With their first temple, the Ubarites staked their place in the cosmological world and in the temporal world as well. The temple served several down-to-earth purposes. On its roof, lookouts could stand watch over a 360-degree view of the surrounding desert. As in the biblical Song of Songs (3:6), the Ubarites could look to the far horizon and ask, "What is this coming up from the desert like a column of smoke, breathing of myrrh and frankincense?" Most often it would be friendly caravans. Though marauders were an occasional problem, they would think twice before attacking Ubar. If they as much as tried to water their animals at the Shisur spring, they would be met by a hail of arrows from the stone structures and temple above.
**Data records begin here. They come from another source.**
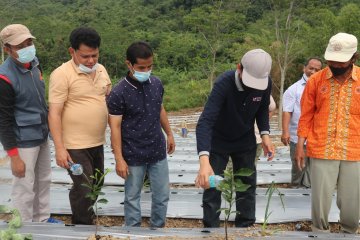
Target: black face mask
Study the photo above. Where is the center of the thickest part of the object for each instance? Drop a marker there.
(339, 71)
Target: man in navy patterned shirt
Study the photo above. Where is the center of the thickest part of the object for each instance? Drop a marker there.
(136, 119)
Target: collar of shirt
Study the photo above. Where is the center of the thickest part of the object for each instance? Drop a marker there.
(237, 82)
(135, 83)
(304, 79)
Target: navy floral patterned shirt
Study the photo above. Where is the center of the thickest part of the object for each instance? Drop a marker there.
(143, 141)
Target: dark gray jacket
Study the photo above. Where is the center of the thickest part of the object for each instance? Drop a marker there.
(30, 109)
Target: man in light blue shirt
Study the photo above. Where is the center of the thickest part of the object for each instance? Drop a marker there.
(290, 119)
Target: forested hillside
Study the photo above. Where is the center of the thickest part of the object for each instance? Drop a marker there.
(194, 40)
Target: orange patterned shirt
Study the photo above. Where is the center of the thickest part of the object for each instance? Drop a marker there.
(330, 116)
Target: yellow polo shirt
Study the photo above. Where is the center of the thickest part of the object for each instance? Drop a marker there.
(84, 115)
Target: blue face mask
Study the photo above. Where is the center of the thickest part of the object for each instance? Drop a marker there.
(26, 54)
(142, 76)
(85, 69)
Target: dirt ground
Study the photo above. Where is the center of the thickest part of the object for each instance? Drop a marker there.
(196, 223)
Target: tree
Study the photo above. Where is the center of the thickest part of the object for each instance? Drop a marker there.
(218, 24)
(287, 46)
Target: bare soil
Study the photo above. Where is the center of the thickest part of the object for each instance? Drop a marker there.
(196, 223)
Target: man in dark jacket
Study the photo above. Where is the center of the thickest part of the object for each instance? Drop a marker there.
(226, 129)
(23, 124)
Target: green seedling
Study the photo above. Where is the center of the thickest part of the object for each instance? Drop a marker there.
(228, 187)
(95, 191)
(15, 222)
(269, 193)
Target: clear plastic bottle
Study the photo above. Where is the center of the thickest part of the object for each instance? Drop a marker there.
(214, 180)
(75, 168)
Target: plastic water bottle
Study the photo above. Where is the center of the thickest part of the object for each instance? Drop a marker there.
(75, 168)
(214, 180)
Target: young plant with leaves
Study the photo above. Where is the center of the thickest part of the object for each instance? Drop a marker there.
(228, 187)
(269, 193)
(14, 223)
(95, 186)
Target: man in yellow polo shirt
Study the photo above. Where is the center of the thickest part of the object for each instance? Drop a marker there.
(78, 115)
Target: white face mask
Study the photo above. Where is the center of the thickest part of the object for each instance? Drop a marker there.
(85, 69)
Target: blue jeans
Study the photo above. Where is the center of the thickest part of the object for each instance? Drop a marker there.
(159, 181)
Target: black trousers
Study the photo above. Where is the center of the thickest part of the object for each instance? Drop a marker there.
(246, 200)
(90, 159)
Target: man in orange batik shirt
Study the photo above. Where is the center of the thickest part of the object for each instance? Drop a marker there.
(330, 122)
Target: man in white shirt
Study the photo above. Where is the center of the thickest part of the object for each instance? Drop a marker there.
(290, 119)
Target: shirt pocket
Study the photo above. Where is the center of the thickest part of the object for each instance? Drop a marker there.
(355, 102)
(29, 127)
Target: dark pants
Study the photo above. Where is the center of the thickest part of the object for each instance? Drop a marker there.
(90, 159)
(245, 203)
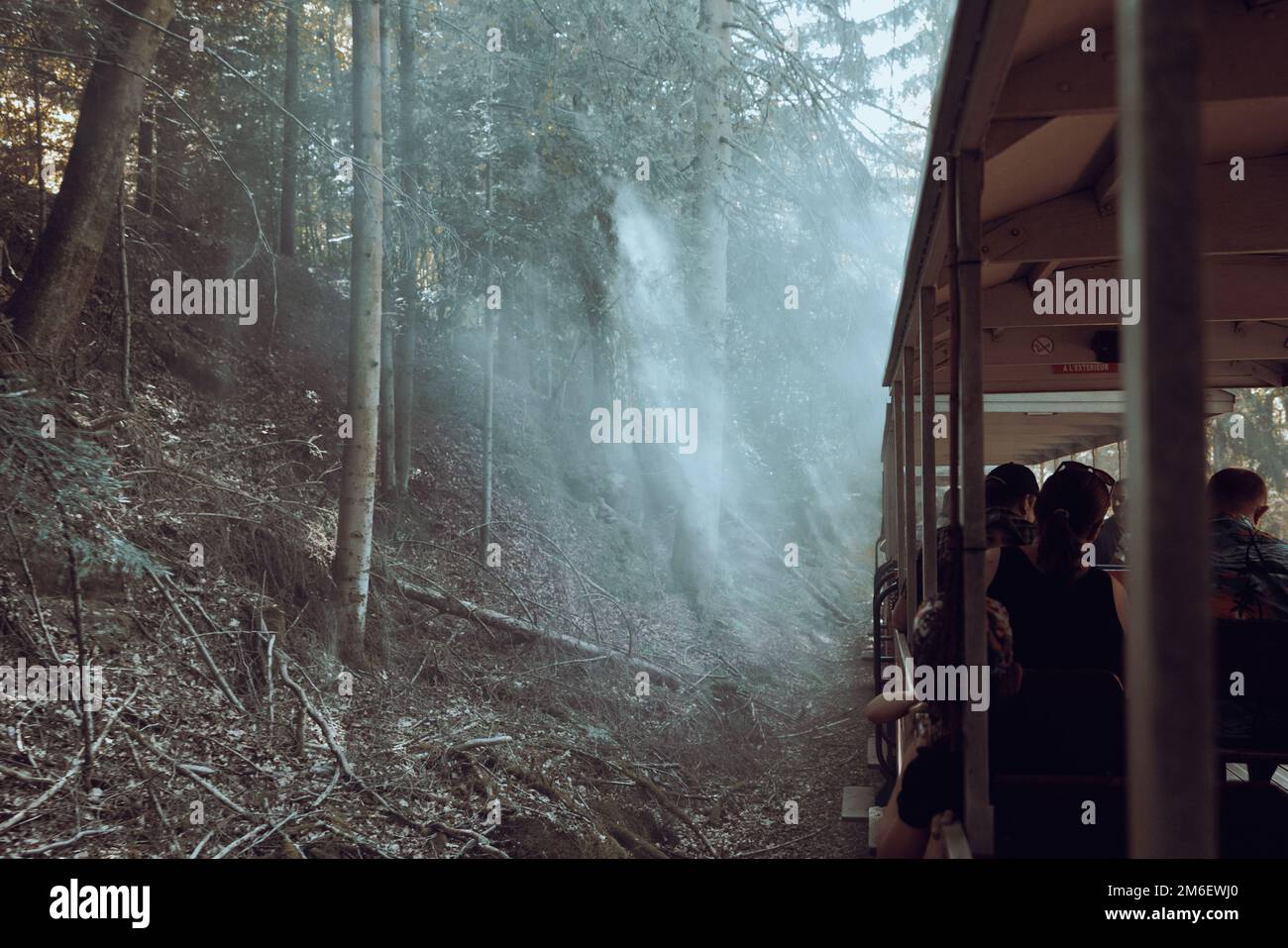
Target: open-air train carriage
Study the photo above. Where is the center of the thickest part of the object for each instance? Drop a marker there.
(1090, 141)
With their temple, the Ubarites were both reaching for the heavens and protecting their flanks. The temple compound would have served as a lockup, a safe deposit for whatever gold or treasure the Ubarites possessed. Even better, it became a means of acquiring wealth, for the temple's existence justified the demand for tolls on passing caravans. The Ubarites had probably long benefited from the needs of passing caravans. Now the gods needed to be fed, and what did they appreciate more than frankincense, the very "food of the gods"? Judging from accounts of similar caravansaries, the toll demanded (subject, as always, to negotiation) could have been a tenth of a caravan's cargo.